Als die NGO "Commission for International Justice and Accountability" (CIJA) Anfang 2016 im Justizministerium aufschlug und Bedenken äußerte, dass sich in Österreich ein mutmaßlicher Kriegsverbrecher aufhalte, gaben die Beamten des Bundesamts für Verfassungsschutz und Terrorismusbekämpfung (BVT), die an der Besprechung teilnahmen, nicht bekannt, jenen Mann zu betreuen, so die Anklage.
Das Treffen im Jänner 2016, also als sich der "General" bereits ein halbes Jahr in Österreich aufgehalten haben soll, sei ähnlich abgelaufen, wie Treffen mit anderen Ländern: Die Vertreter der CIJA hätten sich vorgestellt, und das Ziel der NGO - Kriegsverbrechen mit Fokus auf Syrien zu dokumentieren - erklärt.
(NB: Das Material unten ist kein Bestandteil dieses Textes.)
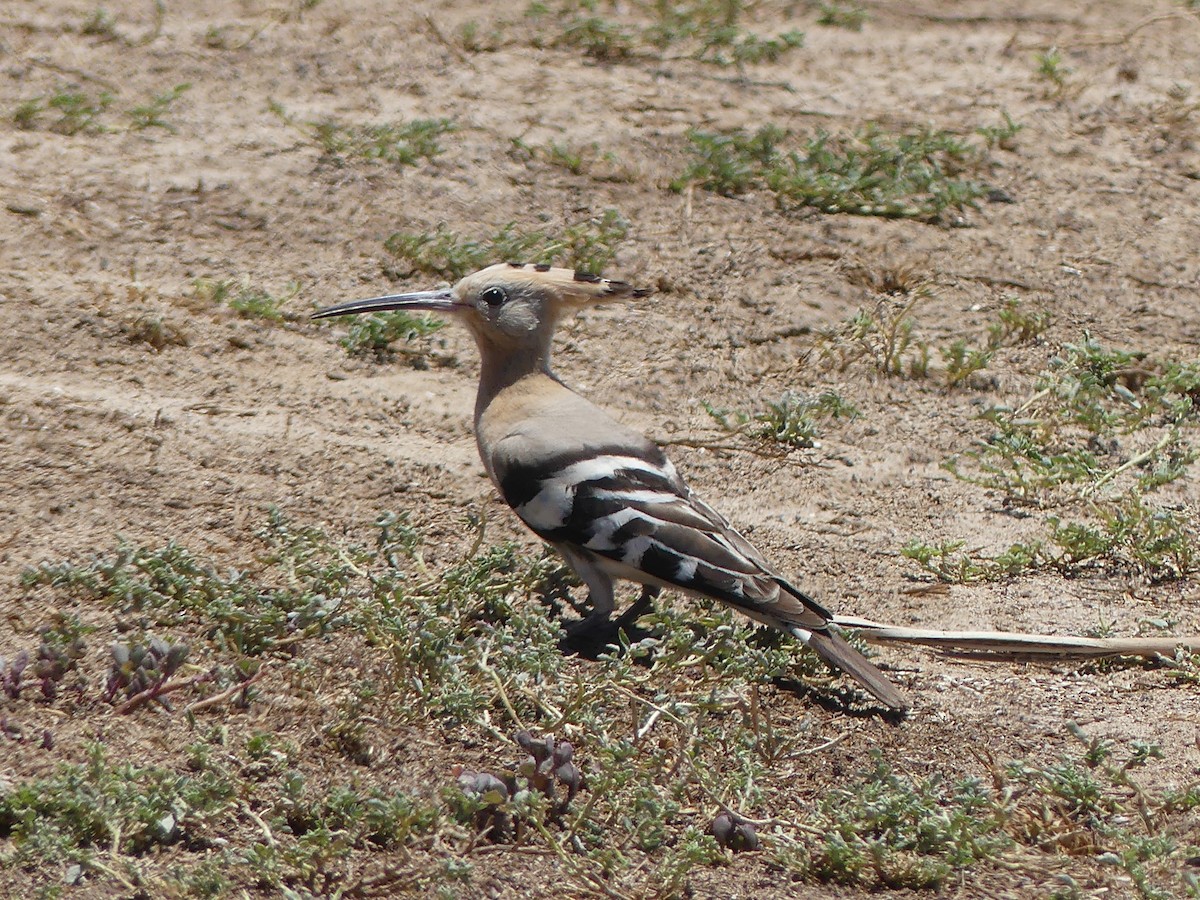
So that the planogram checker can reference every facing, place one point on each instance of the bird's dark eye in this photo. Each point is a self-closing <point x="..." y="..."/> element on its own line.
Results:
<point x="495" y="297"/>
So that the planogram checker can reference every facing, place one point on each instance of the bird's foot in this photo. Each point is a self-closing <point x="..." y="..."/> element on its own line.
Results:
<point x="598" y="633"/>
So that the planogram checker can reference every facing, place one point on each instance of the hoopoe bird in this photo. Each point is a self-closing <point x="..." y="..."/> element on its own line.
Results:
<point x="604" y="496"/>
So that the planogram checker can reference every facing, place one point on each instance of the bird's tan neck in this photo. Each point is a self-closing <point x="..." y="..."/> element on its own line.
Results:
<point x="502" y="367"/>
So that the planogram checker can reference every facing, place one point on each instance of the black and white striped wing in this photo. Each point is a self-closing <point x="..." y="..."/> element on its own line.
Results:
<point x="635" y="511"/>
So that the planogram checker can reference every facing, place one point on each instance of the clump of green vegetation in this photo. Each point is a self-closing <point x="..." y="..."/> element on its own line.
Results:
<point x="899" y="832"/>
<point x="846" y="16"/>
<point x="375" y="335"/>
<point x="1053" y="69"/>
<point x="400" y="144"/>
<point x="672" y="761"/>
<point x="100" y="820"/>
<point x="101" y="23"/>
<point x="706" y="30"/>
<point x="793" y="421"/>
<point x="76" y="111"/>
<point x="1002" y="136"/>
<point x="887" y="337"/>
<point x="918" y="174"/>
<point x="588" y="245"/>
<point x="893" y="831"/>
<point x="81" y="112"/>
<point x="171" y="587"/>
<point x="85" y="810"/>
<point x="1062" y="453"/>
<point x="245" y="299"/>
<point x="151" y="114"/>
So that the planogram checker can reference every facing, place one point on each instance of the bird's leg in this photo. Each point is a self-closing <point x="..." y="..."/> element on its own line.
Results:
<point x="641" y="606"/>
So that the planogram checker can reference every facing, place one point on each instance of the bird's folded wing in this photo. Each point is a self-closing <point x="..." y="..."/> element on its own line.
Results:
<point x="639" y="514"/>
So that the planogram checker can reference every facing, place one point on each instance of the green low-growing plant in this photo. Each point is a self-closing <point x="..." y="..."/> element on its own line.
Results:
<point x="792" y="421"/>
<point x="673" y="760"/>
<point x="376" y="334"/>
<point x="400" y="144"/>
<point x="75" y="111"/>
<point x="1104" y="429"/>
<point x="917" y="174"/>
<point x="246" y="299"/>
<point x="887" y="829"/>
<point x="235" y="612"/>
<point x="151" y="114"/>
<point x="846" y="16"/>
<point x="587" y="245"/>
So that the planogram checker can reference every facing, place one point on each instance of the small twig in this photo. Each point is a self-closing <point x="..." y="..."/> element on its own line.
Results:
<point x="821" y="748"/>
<point x="226" y="694"/>
<point x="258" y="821"/>
<point x="157" y="690"/>
<point x="1129" y="463"/>
<point x="445" y="42"/>
<point x="499" y="687"/>
<point x="1008" y="645"/>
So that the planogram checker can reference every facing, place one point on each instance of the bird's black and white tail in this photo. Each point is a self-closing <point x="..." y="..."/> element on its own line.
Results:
<point x="833" y="649"/>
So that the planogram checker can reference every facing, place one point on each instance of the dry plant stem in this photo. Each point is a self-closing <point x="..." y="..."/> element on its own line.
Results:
<point x="1007" y="645"/>
<point x="1131" y="463"/>
<point x="157" y="690"/>
<point x="226" y="694"/>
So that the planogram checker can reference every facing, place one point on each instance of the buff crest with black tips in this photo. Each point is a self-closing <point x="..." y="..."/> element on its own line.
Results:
<point x="603" y="495"/>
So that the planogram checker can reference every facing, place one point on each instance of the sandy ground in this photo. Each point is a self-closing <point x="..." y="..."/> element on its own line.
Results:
<point x="102" y="231"/>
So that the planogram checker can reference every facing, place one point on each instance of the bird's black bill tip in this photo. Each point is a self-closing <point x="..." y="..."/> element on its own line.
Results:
<point x="420" y="300"/>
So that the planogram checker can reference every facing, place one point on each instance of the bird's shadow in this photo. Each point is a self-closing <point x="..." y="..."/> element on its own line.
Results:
<point x="616" y="636"/>
<point x="844" y="701"/>
<point x="604" y="639"/>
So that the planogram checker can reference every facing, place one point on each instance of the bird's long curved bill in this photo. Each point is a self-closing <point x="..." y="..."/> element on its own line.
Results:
<point x="431" y="300"/>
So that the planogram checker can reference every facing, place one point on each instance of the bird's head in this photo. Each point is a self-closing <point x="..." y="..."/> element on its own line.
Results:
<point x="509" y="306"/>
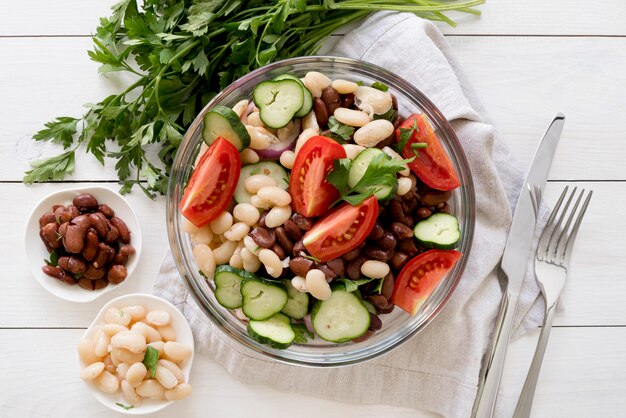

Es sei aber auch konkret um Informationen den General und seinen Aufenthaltsort betreffend gegangen.
Keine abnormale Reaktion
Als der Name des Generals von der CIJA genannt wurde, sei ihm keine abnormale Reaktion der Beschuldigten aufgefallen. Nicht mehr erinnern konnte er sich, ob noch während der Besprechung ein Auszug aus dem Melderegister gemacht wurde, wie von den beschuldigten BVT-Beamten angegeben. Auch über mögliche zukünftige Handlungen der österreichischen Justiz und der NGO den General betreffend sei diskutiert worden.
Informationen aus Syrien und sozialen Medien
Dass sich der General dem Kriegsverbrechen vorgeworfen werden, in Österreich befinde, fuße auf Informationen aus Syrien sowie von sozialen Medien. Mit dem amerikanischen Geheimdienst kooperiere die CIJA nicht, betonte der Zeuge. "Unser Ziel ist es, mit Staatsanwälten und Richtern zusammenzuarbeiten." Auch mit Frankreich - wo sich der General aufhielt, bevor er nach Österreich kam - habe man zusammengearbeitet. So hätte man die Informationen, die man bei der Besprechung übergab, auch den französischen Behörden gegeben.
Der Zeuge hätte weiters zugesagt, zusätzliches Material über den General an das Justizministerium zu liefern. Nach diesem Treffen sei der Kontakt aufrecht erhalten und weitere Besprechungen zwischen CIJA und Vertretern des BMJ abgehalten worden.
Abgerechnet
Bei der Verhandlung fehlte der ehemalige BVT-Abteilungsleiter, der von der WKStA zwar mitangeklagt wurde, aufgrund einer Erkrankung aber nicht verhandlungsfähig ist. Seine im Ermittlungsverfahren getätigten Aussagen zu den inkriminierten Vorgängen wurden daher verlesen. Ex-Spionagechef Bernhard P. nutzte im Anschluss die Gelegenheit zur Stellungnahme, um mit mit dem Mann abzurechnen: "Alle seine Behauptungen waren nachweislich falsch."
Überdies seien "dessen Machenschaften international bekannt". So sei Martin M. in den Wirecard-Skandal verwickelt und sei an der Flucht von Jan Marsalek beteiligt gewesen, meinte Bernhard P. Dieser machte auch noch deutlich, dass er davon ausgeht, dass sich der Ex-BVT-Abteilungsleiter der strafrechtlichen Verfolgung entzogen hat: "Ich bin überhaupt davon überzeugt, dass er in Dubai untergetaucht ist."